L’enseigne de chaussures André à nouveau en redressement judiciaire
Le chausseur André est à nouveau en difficulté : le tribunal de commerce de Nanterre a placé en redressement judiciaire début février l’entreprise 1Monde9, qui détient l’enseigne historique depuis 2020, a appris l’AFP mercredi, confirmant une information du média économique en ligne L’Informé.
L’entreprise 1Monde9 du repreneur d’André François Feijoo, ancien PDG du groupe fondé à la fin du XIXe siècle, a déclaré la cessation de ses paiements le 27 janvier et demandé l’ouverture d’une procédure de redressement judiciaire, ce qui a été fait le 2 février, selon le jugement du tribunal que l’AFP a consulté mercredi.
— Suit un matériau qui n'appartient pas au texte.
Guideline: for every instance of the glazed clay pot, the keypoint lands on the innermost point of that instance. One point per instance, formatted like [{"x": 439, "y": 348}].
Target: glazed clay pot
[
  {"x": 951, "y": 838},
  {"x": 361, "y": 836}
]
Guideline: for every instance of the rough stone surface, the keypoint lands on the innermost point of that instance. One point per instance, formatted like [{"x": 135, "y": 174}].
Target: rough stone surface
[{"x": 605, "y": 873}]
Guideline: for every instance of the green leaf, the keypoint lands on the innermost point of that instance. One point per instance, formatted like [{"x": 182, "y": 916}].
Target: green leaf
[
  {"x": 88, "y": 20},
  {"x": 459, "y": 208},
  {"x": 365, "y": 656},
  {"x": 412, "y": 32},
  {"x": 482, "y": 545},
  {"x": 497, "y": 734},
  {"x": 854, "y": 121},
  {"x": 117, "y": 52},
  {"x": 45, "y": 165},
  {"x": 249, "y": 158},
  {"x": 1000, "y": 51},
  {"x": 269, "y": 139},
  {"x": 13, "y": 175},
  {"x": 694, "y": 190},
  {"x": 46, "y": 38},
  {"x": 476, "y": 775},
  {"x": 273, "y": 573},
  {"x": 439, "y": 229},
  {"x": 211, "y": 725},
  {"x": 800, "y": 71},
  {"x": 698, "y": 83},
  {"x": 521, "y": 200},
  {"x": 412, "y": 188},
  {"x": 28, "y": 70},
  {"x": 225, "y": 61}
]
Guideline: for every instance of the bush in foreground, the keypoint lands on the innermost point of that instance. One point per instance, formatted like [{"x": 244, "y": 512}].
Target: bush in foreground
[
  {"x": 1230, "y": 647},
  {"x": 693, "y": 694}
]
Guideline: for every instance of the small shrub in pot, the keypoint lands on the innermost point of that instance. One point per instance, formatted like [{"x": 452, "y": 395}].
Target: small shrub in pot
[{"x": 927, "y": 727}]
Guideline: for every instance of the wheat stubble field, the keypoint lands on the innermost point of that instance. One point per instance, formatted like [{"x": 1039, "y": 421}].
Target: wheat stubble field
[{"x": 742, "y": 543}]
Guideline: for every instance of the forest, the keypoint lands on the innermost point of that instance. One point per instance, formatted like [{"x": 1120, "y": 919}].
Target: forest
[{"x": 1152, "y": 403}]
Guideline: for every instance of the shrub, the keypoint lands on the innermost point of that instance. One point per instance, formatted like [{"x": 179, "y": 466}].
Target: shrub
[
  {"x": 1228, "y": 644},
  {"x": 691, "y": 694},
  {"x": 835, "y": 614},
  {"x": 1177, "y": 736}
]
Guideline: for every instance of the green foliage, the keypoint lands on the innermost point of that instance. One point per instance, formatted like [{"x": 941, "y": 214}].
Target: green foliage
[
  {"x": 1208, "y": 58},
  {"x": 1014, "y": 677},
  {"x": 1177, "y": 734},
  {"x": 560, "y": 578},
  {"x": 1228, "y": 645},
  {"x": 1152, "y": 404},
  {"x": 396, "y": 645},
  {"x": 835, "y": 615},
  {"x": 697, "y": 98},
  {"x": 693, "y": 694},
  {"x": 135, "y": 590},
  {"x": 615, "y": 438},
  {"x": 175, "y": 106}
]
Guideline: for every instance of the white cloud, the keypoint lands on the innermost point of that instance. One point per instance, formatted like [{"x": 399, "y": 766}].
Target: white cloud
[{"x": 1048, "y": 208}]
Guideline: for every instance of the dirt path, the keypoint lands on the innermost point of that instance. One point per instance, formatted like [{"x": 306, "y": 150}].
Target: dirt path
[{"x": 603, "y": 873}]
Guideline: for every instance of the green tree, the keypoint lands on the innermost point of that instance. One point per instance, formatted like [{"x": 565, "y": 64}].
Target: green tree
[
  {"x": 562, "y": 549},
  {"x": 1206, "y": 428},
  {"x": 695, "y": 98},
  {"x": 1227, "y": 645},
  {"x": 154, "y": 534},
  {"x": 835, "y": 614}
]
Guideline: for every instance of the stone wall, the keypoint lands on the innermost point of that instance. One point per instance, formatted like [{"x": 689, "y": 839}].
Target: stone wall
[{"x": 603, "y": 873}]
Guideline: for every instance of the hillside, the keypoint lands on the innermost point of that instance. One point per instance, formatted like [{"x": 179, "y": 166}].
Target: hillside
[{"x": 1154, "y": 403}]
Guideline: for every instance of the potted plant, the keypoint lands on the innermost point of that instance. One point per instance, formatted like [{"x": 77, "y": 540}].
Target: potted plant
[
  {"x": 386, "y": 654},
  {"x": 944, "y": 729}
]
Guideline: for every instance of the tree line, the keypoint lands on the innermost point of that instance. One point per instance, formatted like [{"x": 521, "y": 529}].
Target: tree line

1Monde9, basée à Puteaux dans les Hauts-de-Seine, emploie, selon ce document, 280 salariés et revendique un chiffre d’affaires hors taxes annuel d’un peu moins de 31 millions d’euros.
Le Tribunal de commerce de Nanterre a fixé une prochaine date d’audience au 30 mars à 10h00, pour « statuer s’il y a lieu sur la poursuite d’activité ».
« Un mauvais fonctionnement, de mauvaises décisions et un peu le Covid »
Employée chez André en 1992 et licenciée en 2021, Tania Rome, ancienne déléguée centrale FO, juge que ce redressement judiciaire est dû à « un mauvais fonctionnement, de mauvaises décisions et un peu le Covid ».
« On a tout de suite été mis au chômage partiel » lors de la reprise de l’entreprise par François Feijoo, a affirmé l’ex-salariée, indiquant qu’elle faisait partie des 17 représentants du personnel à avoir attaqué en justice 1monde9 pour « licenciement abusif ».
C’est déjà à la barre d’un tribunal de commerce que l’enseigne avait été reprise par François Feijoo en juillet 2020, ne gardant que 55 magasins (sur 180 points de vente alors) et 13 affiliés. Son plan de reprise prévoyait alors le licenciement d’un peu moins de 200 emplois.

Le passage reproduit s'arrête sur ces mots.